Du beschreibst vor allem die Einbindung Deutschlands in das europäische Projekt. Das ist wichtig, zumal die Wertegemeinschaft mit den USA und der Atlantikbrücke der Bevölkerung kaum noch vermittelbar ist. Europa braucht mehr Eigenständigkeit, ja, aber in einer globalen Welt. Die Klimakatastrophe und die Corona-Pandemie verweisen auf den zunehmend globalen Charakter der anstehenden Probleme, das hast du zwar auch beschrieben, aber wir sollten daraus andere oder weiterreichende Schlüsse ziehen. Europa soll nicht ein weiterer Player im Konkurrenzkonzert der Großmächte werden, sondern etwas ganz Anderes, ein Ort, der Solidarität selbst vorlebt und Frieden, gegenseitigen Respekt und Kooperation in die Welt hinausstrahlt.

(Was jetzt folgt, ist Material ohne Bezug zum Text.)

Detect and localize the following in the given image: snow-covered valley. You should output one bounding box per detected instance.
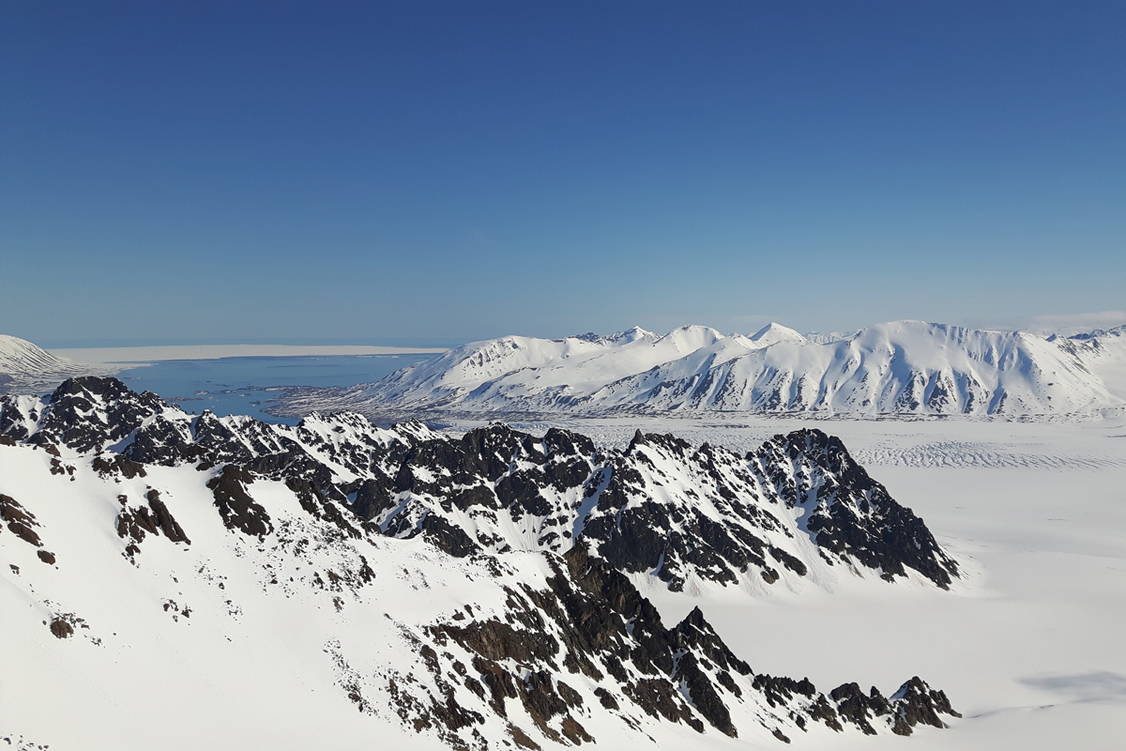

Ich möchte nur 2 Themen herausgreifen:

1. Russland. Es herrscht immer noch ein feindseliger Blick auf Russland, der nicht gerechtfertigt ist. Ich kann nicht erkennen, dass die innere Verfassung Russlands gegenüber Ungarns oder den USA so verschieden ist, dass wir nicht im Sinne der internationalen Kooperation mit Putin ausgezeichnet zusammenarbeiten könnten und das ist dringend geboten. Demokratie darf nicht als Verhinderungsargument gelten, wenn es um Frieden, auch nur um Kooperation geht, zumal die Demokratie überall unvollkommen ist.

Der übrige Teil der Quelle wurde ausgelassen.